I love exploring different cultures’ unique flavours, blending seasonal veggies with exotic fruits, exciting sauces and colourful toppings. This June, I am thrilled to share my latest creation, a recipe that brings together the vibrant tastes of Cuba in a surprising way. Stay tuned for a culinary adventure. My vegan Cuban tacos with black beans are a delightful fusion of flavours, perfect for a quick, refreshing meal on warm days.
Benefits
Black beans are a stellar source of plant protein, antioxidants and fibre, and can help your body process calories more effectively.
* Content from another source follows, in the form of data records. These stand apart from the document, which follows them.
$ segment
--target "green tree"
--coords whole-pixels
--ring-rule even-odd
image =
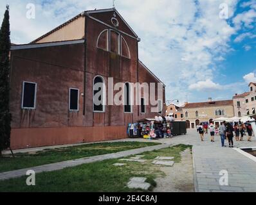
[[[7,5],[0,29],[0,156],[2,151],[10,146],[10,34],[9,6]]]

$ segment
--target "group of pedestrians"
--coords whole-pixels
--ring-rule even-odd
[[[209,126],[207,127],[206,125],[200,125],[197,126],[197,132],[200,135],[201,141],[204,141],[205,134],[208,133],[209,130],[211,136],[211,142],[214,142],[215,136],[220,135],[221,139],[221,146],[223,147],[226,147],[225,145],[225,140],[228,140],[228,144],[230,147],[233,147],[233,138],[235,136],[235,140],[237,142],[243,141],[244,136],[246,135],[246,131],[248,133],[248,141],[251,142],[252,136],[252,127],[250,122],[248,121],[246,124],[242,124],[241,121],[235,122],[233,126],[230,122],[223,122],[221,126],[218,127],[214,126],[213,123],[211,123]],[[235,133],[235,135],[233,135]]]

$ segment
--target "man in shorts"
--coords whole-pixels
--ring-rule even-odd
[[[214,142],[215,127],[212,123],[211,123],[209,126],[209,131],[211,135],[211,142]]]

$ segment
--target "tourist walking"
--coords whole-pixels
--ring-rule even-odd
[[[235,140],[237,142],[239,142],[240,129],[237,122],[235,122],[235,126],[233,126],[233,129],[235,130]]]
[[[200,135],[201,140],[202,142],[203,142],[203,140],[204,140],[203,138],[204,138],[205,132],[204,132],[204,127],[203,126],[203,124],[202,123],[200,124],[200,126],[198,127],[198,132],[199,133],[199,135]]]
[[[196,131],[197,131],[197,133],[199,132],[199,126],[200,126],[200,125],[199,125],[199,124],[197,124],[197,126],[196,126]]]
[[[205,134],[208,134],[208,124],[207,123],[205,123],[205,125],[203,126],[204,131],[205,131]]]
[[[233,147],[233,128],[230,123],[228,122],[226,124],[226,136],[228,139],[228,144],[230,145],[230,147]]]
[[[240,134],[241,135],[241,137],[240,138],[240,141],[244,140],[244,136],[245,135],[245,131],[244,131],[244,124],[242,124],[240,126]]]
[[[219,129],[217,126],[215,127],[215,135],[219,135]]]
[[[209,126],[209,131],[211,135],[211,142],[214,142],[215,127],[212,123]]]
[[[247,133],[248,133],[248,141],[251,142],[252,127],[251,124],[250,123],[250,121],[247,122],[246,129],[247,129]]]
[[[226,140],[226,122],[223,122],[221,123],[221,125],[219,126],[219,135],[221,135],[221,145],[223,147],[225,147],[225,140]]]

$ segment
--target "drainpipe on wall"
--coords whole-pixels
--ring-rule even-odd
[[[84,20],[84,104],[83,104],[83,115],[86,115],[86,62],[87,62],[87,15],[86,12],[84,12],[83,15],[85,17]]]

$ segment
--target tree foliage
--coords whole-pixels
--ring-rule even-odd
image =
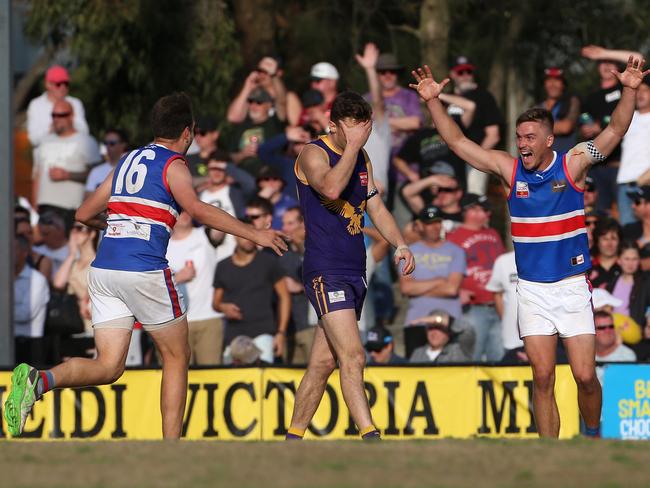
[[[151,138],[149,111],[160,96],[186,91],[195,112],[223,113],[240,64],[223,2],[200,0],[32,0],[33,39],[77,60],[72,92],[93,133],[124,127]]]

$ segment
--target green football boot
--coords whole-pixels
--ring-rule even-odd
[[[40,381],[38,370],[21,363],[11,375],[11,391],[5,402],[4,415],[9,433],[18,437],[23,432],[25,421],[36,400],[36,385]]]

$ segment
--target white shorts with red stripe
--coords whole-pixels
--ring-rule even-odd
[[[595,334],[591,283],[572,276],[554,283],[517,282],[519,336]]]
[[[116,271],[91,266],[88,293],[93,326],[134,317],[146,329],[179,319],[186,312],[183,295],[169,268]]]

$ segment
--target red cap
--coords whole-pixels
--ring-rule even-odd
[[[50,81],[52,83],[61,83],[62,81],[70,81],[70,75],[68,70],[63,66],[55,64],[50,67],[45,73],[45,81]]]
[[[546,68],[544,70],[544,76],[546,78],[560,78],[560,79],[563,80],[564,79],[564,71],[561,70],[560,68],[556,67],[556,66],[552,66],[552,67]]]

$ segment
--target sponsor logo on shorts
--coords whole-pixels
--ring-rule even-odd
[[[553,193],[562,193],[566,190],[566,180],[555,180],[552,183],[551,190]]]
[[[528,198],[530,193],[528,192],[528,183],[525,181],[518,181],[515,186],[515,197],[517,198]]]
[[[361,186],[368,186],[368,172],[361,171],[359,173],[359,179],[361,180]]]
[[[345,292],[340,291],[328,291],[327,299],[330,303],[344,302],[345,301]]]
[[[578,266],[579,264],[582,264],[584,262],[585,262],[584,254],[579,254],[578,256],[573,256],[571,258],[571,265],[572,266]]]

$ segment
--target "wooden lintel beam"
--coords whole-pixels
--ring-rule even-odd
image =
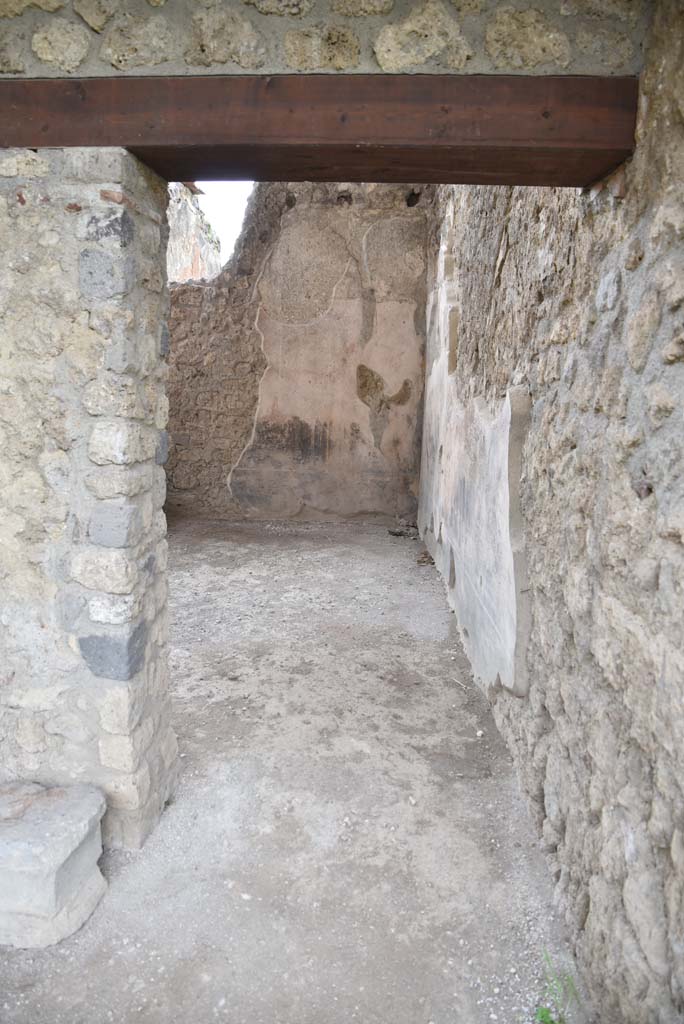
[[[6,79],[0,146],[131,150],[173,180],[588,185],[634,147],[634,78]]]

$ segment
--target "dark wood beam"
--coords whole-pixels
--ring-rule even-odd
[[[9,79],[1,146],[130,150],[176,181],[588,185],[634,148],[634,78]]]

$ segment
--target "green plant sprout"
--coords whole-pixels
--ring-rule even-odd
[[[555,970],[547,949],[544,950],[544,965],[546,1006],[537,1008],[535,1020],[537,1024],[568,1024],[568,1011],[580,1002],[572,976]]]

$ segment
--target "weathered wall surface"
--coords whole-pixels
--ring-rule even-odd
[[[221,244],[202,212],[197,196],[180,181],[169,182],[167,220],[166,273],[169,283],[215,278],[221,269]]]
[[[100,786],[132,846],[175,763],[165,207],[122,150],[0,151],[0,770]]]
[[[17,77],[631,74],[648,0],[0,0]]]
[[[171,299],[169,507],[415,513],[426,195],[260,185],[237,252]]]
[[[606,1024],[684,1020],[683,67],[664,0],[624,199],[458,187],[434,210],[421,524],[455,540],[442,396],[494,430],[524,386],[529,694],[490,697]]]

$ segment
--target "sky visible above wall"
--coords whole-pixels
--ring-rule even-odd
[[[221,263],[231,256],[242,230],[253,181],[198,181],[200,207],[221,243]]]

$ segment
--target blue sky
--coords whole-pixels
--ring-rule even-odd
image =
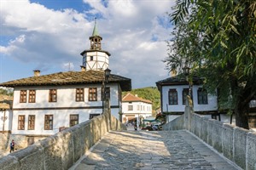
[[[79,71],[97,17],[113,74],[132,88],[168,76],[171,0],[0,0],[0,82]]]

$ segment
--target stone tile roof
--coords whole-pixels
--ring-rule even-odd
[[[132,94],[128,93],[122,99],[122,102],[144,102],[148,104],[152,104],[152,101],[148,99],[144,99],[137,96],[133,95]]]
[[[202,84],[203,78],[198,77],[196,76],[193,76],[193,84]],[[160,80],[155,82],[158,89],[160,89],[161,86],[168,85],[184,85],[188,84],[186,76],[183,74],[177,75],[176,76],[172,76]]]
[[[15,88],[23,86],[96,84],[102,83],[103,80],[103,71],[67,71],[9,81],[0,83],[0,86]],[[121,76],[111,74],[108,83],[119,83],[122,91],[130,91],[131,89],[131,79]]]
[[[14,98],[4,94],[0,94],[0,110],[8,110],[11,108]]]

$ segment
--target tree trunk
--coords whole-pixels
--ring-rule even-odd
[[[247,108],[242,107],[241,101],[237,103],[234,111],[236,115],[236,125],[240,128],[249,129]]]

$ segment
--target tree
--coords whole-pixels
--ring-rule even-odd
[[[256,2],[177,0],[174,10],[178,43],[165,60],[169,68],[189,65],[207,88],[218,89],[220,106],[234,111],[236,125],[248,128],[247,111],[256,99]]]

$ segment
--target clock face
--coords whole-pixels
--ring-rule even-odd
[[[83,56],[83,66],[86,66],[86,55]]]

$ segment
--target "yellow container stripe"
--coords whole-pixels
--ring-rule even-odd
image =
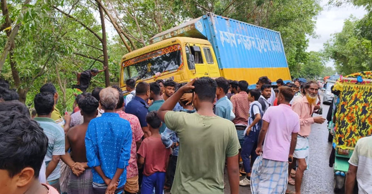
[[[254,84],[258,79],[267,76],[272,82],[279,79],[291,80],[291,74],[288,68],[228,68],[221,70],[221,74],[227,79],[245,80],[249,84]]]

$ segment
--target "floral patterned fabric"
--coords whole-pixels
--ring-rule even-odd
[[[136,142],[140,141],[143,136],[144,133],[140,124],[140,121],[135,116],[125,113],[123,111],[117,111],[121,118],[129,121],[132,129],[132,146],[131,147],[131,158],[129,165],[126,167],[126,178],[129,178],[138,174],[137,166],[137,146]]]

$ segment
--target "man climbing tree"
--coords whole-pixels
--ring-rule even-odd
[[[103,69],[98,70],[94,68],[90,70],[86,70],[77,74],[77,84],[74,86],[74,88],[79,89],[83,92],[85,92],[89,85],[92,77],[94,77],[99,73],[105,71],[107,67],[105,67]],[[78,92],[79,92],[78,91]]]

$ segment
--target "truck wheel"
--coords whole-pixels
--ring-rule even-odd
[[[335,175],[333,183],[333,190],[335,193],[341,193],[345,190],[344,176]]]
[[[333,136],[331,134],[331,132],[328,133],[328,142],[332,142],[333,140]]]

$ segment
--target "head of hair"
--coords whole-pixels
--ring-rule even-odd
[[[157,112],[154,111],[149,112],[146,116],[146,122],[153,129],[158,129],[161,124],[161,120],[158,116]]]
[[[80,98],[78,104],[81,111],[90,115],[95,113],[98,108],[98,101],[90,93],[83,93],[78,96]]]
[[[150,90],[150,85],[144,82],[141,82],[136,86],[136,95],[143,95],[146,94],[147,91]]]
[[[281,84],[282,86],[284,85],[284,82],[283,81],[283,80],[281,79],[278,79],[276,80],[276,84],[278,83]]]
[[[48,139],[35,121],[13,111],[0,112],[0,169],[10,177],[29,167],[39,176]]]
[[[267,76],[263,76],[258,79],[258,82],[263,84],[271,84],[271,82]]]
[[[54,106],[54,96],[47,92],[40,92],[35,96],[33,103],[38,115],[49,115],[53,111]]]
[[[249,90],[248,93],[251,94],[251,96],[254,98],[255,101],[258,101],[261,96],[261,91],[257,89],[252,89]]]
[[[9,89],[9,82],[3,78],[0,79],[0,87]]]
[[[178,90],[178,89],[180,89],[180,88],[181,87],[182,87],[182,86],[183,86],[186,85],[187,84],[187,82],[182,82],[182,83],[180,83],[178,85],[179,87],[178,87],[178,88],[177,89],[177,90]],[[187,91],[185,92],[184,93],[192,93],[192,90],[188,90]],[[188,102],[188,101],[181,101],[180,102],[181,102],[181,103],[182,104],[181,105],[186,105],[186,104]]]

Ingredients for four people
- 250g dry black beans or one can
- ½ plantain
- ½½ tsp oregano
- 1 avocado
- 1 mango
- 1 onion
- 1 tsp cumin powder
- Salt, pepper
- 3 cherry tomatoes
- 2 garlic cloves
- 2 tbsp olive oil
- lemon juice
Preparation:
Soak the black beans in water for 24 hours, then drain and wash them (or use canned black beans). Cut the onion and the garlic. Mash the avocado with a fork, add three cherry tomatoes, lemon juice, salt, and pepper. Cut the mango into small cubes. Cut the plantain into slices, fry and set aside.
Cooking:
Put the oil in a pot and add the onion, garlic oregano and cumin. Stir fry for about ten minutes. Add the dry black beans and cover with water. Let them cook for at least one hour.
If you use canned black beans, fry the onion and garlic, add the spices, add three tablespoons of water, and cook for only 10 minutes. Add salt and pepper at the end. Warm the tacos in the oven for ten minutes and fill them with all ingredients.
Top Tip
Canned black beans are a good option for those who don’t have the time to cook dried black beans from scratch. You can find the black beans (feijões preto) at Intermarché and Continente.